Only load I can find that used IMR 7828 sc is this one and his gun liked 46.5 grains.

7828 doesn't look like it's a popular powder but it's some I had left over. I may try this again with a more popular powder in a few weeks. Right now I have to be done with load work up with this powder by this week end.

Even with the ladder test with several different charge weights it would hammer an antelope at 300 yards.









Sent from my SM-G900V using Tapatalk


----------



## KineKilla (Jan 28, 2011)

I thought I understood what "Shooting Ladders" meant but maybe I don't.

It does appear that you are right about the ideal powder being in the 45gr. range but I'm not sure that one shot of each charge is telling enough.

I thought usually a person loads varying charges in 3-5 round groups then shoots each charge weight sequentially through the range.

ie.

load 3 rounds each of 40gr., 41gr., 42gr, 43gr.

Then shoot 
1-40, 1-41, 1-42, 1-43 all at different targets...

then...
1-43, 1-42, 1-41, 1-40 at those same targets again...

lastly...
1-40, 1-41, 1-42, 1-43

That way the groups for each charge can be compared and the 40gr charge doesn't always get the cold barrel.

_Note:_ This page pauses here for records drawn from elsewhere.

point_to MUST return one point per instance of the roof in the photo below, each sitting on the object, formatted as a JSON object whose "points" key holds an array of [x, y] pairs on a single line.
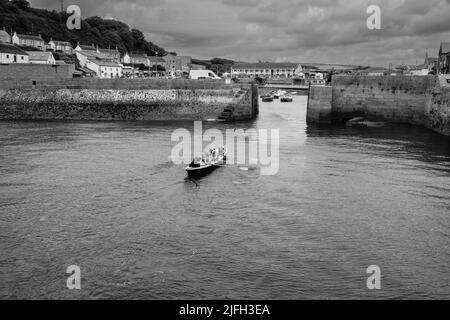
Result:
{"points": [[4, 33], [86, 70], [106, 63], [61, 43], [39, 55], [138, 55], [374, 70], [445, 47], [156, 59], [266, 65], [8, 48], [113, 51], [88, 47], [30, 37]]}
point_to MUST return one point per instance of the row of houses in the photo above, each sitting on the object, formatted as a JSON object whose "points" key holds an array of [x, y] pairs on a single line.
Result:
{"points": [[266, 70], [13, 54], [108, 63], [95, 61], [37, 42]]}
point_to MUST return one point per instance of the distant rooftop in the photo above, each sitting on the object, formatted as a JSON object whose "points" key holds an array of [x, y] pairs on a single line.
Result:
{"points": [[39, 55], [8, 48], [88, 47], [155, 59], [445, 47], [64, 43], [266, 65], [30, 37]]}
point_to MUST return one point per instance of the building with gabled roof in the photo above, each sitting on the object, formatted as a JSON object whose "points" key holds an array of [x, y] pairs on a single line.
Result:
{"points": [[60, 46], [40, 57], [112, 54], [25, 40], [266, 69], [4, 36], [136, 58], [444, 58], [105, 69], [12, 54]]}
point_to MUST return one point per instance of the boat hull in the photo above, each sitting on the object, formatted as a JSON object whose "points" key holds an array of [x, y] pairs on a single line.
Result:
{"points": [[200, 172]]}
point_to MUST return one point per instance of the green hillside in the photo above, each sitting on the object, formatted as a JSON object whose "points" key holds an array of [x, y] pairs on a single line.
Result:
{"points": [[20, 17]]}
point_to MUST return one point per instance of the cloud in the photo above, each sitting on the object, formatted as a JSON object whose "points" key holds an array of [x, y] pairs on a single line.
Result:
{"points": [[289, 30]]}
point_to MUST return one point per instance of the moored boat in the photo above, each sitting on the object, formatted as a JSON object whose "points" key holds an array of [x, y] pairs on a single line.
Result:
{"points": [[287, 98], [267, 99], [200, 167]]}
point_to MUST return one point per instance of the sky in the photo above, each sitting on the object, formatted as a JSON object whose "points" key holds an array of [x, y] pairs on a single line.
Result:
{"points": [[321, 31]]}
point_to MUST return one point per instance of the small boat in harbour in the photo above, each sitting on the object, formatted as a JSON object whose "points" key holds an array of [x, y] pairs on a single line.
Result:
{"points": [[199, 167], [286, 98], [267, 98], [278, 94]]}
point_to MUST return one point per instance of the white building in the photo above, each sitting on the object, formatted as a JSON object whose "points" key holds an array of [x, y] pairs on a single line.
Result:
{"points": [[86, 48], [132, 58], [39, 57], [110, 54], [12, 54], [266, 69], [60, 46], [105, 69], [4, 36], [28, 41]]}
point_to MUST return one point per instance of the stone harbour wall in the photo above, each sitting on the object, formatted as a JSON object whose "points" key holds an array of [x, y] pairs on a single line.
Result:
{"points": [[437, 110], [417, 100], [149, 100], [386, 98]]}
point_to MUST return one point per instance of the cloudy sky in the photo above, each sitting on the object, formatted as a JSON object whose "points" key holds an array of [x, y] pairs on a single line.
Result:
{"points": [[327, 31]]}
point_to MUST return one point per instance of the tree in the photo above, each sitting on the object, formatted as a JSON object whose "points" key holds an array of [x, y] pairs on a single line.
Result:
{"points": [[21, 4]]}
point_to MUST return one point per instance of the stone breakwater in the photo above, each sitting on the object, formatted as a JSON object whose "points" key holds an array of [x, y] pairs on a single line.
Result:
{"points": [[126, 104], [418, 100], [437, 110]]}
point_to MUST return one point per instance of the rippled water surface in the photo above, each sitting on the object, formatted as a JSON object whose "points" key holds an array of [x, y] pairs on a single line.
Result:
{"points": [[105, 197]]}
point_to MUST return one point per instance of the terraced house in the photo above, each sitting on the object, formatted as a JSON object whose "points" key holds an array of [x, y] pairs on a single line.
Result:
{"points": [[60, 46], [4, 36], [265, 69], [12, 54], [444, 58], [29, 41]]}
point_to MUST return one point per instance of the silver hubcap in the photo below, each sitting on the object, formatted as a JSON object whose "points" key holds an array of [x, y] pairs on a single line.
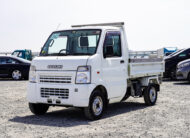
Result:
{"points": [[16, 74], [152, 94], [97, 105]]}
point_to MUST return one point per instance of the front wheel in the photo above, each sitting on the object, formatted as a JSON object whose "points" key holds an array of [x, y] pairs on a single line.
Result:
{"points": [[96, 106], [38, 109], [150, 95]]}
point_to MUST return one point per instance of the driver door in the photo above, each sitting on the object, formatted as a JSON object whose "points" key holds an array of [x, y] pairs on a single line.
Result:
{"points": [[114, 65]]}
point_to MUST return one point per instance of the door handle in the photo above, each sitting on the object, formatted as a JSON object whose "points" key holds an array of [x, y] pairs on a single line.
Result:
{"points": [[122, 61]]}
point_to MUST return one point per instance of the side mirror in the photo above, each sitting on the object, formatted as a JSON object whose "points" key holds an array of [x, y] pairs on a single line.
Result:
{"points": [[108, 51]]}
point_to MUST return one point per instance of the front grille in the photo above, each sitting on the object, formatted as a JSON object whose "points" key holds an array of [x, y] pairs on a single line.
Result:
{"points": [[55, 79], [59, 92]]}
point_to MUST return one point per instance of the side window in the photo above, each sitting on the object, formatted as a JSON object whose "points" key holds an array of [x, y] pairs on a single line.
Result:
{"points": [[2, 61], [11, 61], [182, 55], [112, 45]]}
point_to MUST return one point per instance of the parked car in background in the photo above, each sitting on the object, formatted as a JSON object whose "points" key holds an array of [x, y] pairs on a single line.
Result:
{"points": [[14, 67], [183, 70], [25, 54], [172, 61]]}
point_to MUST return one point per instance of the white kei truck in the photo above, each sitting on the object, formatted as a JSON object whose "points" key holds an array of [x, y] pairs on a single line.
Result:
{"points": [[88, 66]]}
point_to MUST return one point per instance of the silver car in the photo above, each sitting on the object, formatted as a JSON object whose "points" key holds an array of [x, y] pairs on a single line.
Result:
{"points": [[183, 70]]}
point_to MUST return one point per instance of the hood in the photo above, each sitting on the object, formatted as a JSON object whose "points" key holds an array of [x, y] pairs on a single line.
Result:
{"points": [[70, 63], [184, 61]]}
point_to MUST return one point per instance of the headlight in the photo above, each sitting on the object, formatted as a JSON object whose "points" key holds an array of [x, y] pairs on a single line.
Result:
{"points": [[32, 74], [183, 65], [83, 75]]}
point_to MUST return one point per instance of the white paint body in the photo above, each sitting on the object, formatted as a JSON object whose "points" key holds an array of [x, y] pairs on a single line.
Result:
{"points": [[112, 74]]}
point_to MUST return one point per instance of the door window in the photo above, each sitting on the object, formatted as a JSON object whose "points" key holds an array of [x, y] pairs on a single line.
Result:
{"points": [[113, 40], [11, 61], [2, 61]]}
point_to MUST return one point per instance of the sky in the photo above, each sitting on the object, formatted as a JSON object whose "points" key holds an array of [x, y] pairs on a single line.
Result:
{"points": [[150, 24]]}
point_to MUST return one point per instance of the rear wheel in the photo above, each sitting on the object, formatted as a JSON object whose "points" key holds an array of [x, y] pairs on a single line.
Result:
{"points": [[188, 77], [16, 75], [38, 109], [150, 95], [96, 106]]}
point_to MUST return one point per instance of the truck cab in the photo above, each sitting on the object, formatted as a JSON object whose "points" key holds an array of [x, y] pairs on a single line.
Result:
{"points": [[25, 54], [87, 67]]}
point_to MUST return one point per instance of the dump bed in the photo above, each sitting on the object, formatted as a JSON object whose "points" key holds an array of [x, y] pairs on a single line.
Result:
{"points": [[141, 67]]}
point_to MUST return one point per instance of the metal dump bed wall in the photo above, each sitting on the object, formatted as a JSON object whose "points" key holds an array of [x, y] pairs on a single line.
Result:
{"points": [[145, 67]]}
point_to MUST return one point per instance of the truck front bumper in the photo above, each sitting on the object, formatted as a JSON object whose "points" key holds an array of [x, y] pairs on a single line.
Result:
{"points": [[76, 95]]}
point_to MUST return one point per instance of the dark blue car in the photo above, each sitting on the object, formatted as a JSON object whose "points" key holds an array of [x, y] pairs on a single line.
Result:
{"points": [[14, 67]]}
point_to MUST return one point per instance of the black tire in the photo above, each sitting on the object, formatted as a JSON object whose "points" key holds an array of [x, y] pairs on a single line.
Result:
{"points": [[16, 75], [173, 74], [38, 109], [99, 104], [150, 95]]}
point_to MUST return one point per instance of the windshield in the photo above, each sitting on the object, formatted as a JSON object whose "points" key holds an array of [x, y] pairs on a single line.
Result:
{"points": [[17, 54], [72, 42], [175, 53]]}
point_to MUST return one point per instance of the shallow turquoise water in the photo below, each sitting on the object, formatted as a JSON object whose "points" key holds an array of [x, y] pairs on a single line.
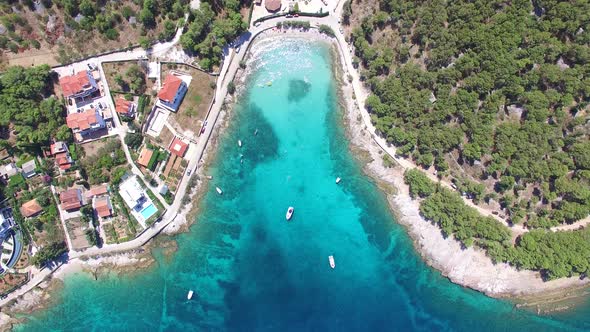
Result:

I thought that was how people shot ladders but I'm always down for learning a new method of finding the optimal charge weight.

I've also read that you can shoot through a series of charges and chrono the speeds. The charge with the least variance is the one closest to your optimal charge and is where you should start further development.


----------



## toasty (May 15, 2008)

I have done several ladder tests and they work out sometimes and didn't work at all other times. I think they are an inferior method to finding a node and don't shoot them anymore. The OCW method has been far superior IMO and is faster and cheaper.

http://optimalchargeweight.embarqspace.com/#/ocw-load-recipes/4533485759


----------



## swbuckmaster (Sep 14, 2007)

Kinekilla I've never done this before but the second phase I'm doing will concentrate from 44 to 46 grains. I'll be shooting round Robin groups like you said with three shots per group. The first step was to try and quickly narrow down a place to start with. 

I think you may need to shoot more in step one if your abilities or gun aren't consistent. This data was pretty consistant so I think I can trust it. 

Sent from my SM-G900V using Tapatalk


----------



## swbuckmaster (Sep 14, 2007)

Toasty I looked at the link and think it would work better for standard calibers and bullet twist rates. If I had a standard caliber I'd certainly go with it. 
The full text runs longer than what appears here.